ISLAMABAD   -   The Islamabad High Court (IHC) Monday deferred hearing in identical petitions challenging vires of the    Prevention of Electronic Crimes (Amendment) Ordinance, 2022.A single bench comprising Chief Justice of IHC   Athar Minallah conducted a hearing of the petitions,  filed by Pakistan Federal Union of Journalists (PFUJ), Pakistan Broadcasters Association, Council of Pakistan Newspaper Editors (CPNE), Pakistan People’s Party (PPP) leader Farhatullah Babar and others,  challenging the recently promulgated Prevention of Electronic Crimes (Amendment) Ordinance, 2022.

However, the bench adjourned the hearing due to the non-availability of Attorney General for Pakistan (AGP). During the hearing, deputy attorney general informed the court that the AGP could not appear before the bench due to his engagement at the Supreme Court. At this, the judge said that the AG should appoint someone to appear before the court on his behalf on the next hearing if he is busy. Later, the court adjourned the hearing till March 25.
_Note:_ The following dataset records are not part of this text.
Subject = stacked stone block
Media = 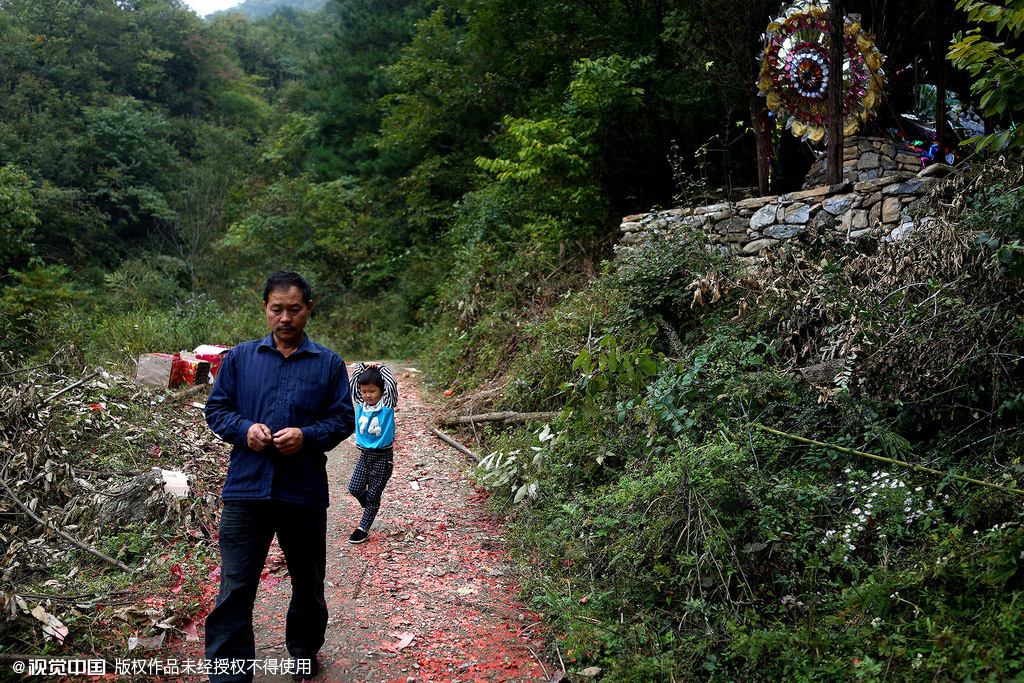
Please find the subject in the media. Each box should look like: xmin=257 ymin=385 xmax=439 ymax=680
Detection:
xmin=621 ymin=138 xmax=953 ymax=256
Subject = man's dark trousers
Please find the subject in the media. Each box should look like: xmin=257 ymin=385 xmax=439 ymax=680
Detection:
xmin=206 ymin=501 xmax=328 ymax=683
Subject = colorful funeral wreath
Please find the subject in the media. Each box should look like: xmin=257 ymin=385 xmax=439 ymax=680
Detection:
xmin=758 ymin=1 xmax=885 ymax=142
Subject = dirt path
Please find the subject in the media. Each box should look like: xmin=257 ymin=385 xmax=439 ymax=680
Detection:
xmin=239 ymin=366 xmax=554 ymax=683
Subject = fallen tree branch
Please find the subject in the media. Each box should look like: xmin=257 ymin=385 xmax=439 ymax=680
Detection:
xmin=0 ymin=480 xmax=132 ymax=573
xmin=754 ymin=423 xmax=1024 ymax=496
xmin=438 ymin=411 xmax=561 ymax=425
xmin=430 ymin=427 xmax=480 ymax=463
xmin=43 ymin=373 xmax=99 ymax=404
Previously, the bench had summoned the Attorney General for Pakistan (AGP) to appear before the court in person in this matter. During the last hearing, the counsel representing Pakistan Broadcasters Association (PBA) and other media bodies informed the court about the impact of the controversial Pakistan Electronic Crimes Act (PECA) Ordinance on the independence of judiciary. Their counsel Muneer A Malik Advocate said that Article 144-A of PECA undermined the independence of the judiciary and the judges. He adopted the stance that the amendment to PECA makes it incumbent upon courts to conclude trials within six months and furnish monthly progress reports of pending trials, and orders federal and provincial officials to remove any obstacles that may hinder the progress of the proceedings.
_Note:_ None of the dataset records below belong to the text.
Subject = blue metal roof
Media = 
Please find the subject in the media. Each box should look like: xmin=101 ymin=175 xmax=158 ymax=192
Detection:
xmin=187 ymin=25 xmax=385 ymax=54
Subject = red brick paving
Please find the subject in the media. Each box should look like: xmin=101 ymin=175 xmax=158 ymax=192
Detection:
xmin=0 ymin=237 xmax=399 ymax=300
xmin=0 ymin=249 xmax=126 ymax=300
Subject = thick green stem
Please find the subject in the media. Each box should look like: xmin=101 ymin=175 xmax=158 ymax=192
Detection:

He further said that the section introduced as 44A (5) is a colourable piece of legislation and shall pressurise the judge and hang as a sword over his independence and would thus be offensive of Article 175 and 10-A of the Constitution. The counsel added that increase in the period of imprisonment from three to five years for disseminating false statements as provided for through the impugned Ordinance is calculated to impose ‘self-censorship’ which impinges the liberty of man and is an affront to human dignity.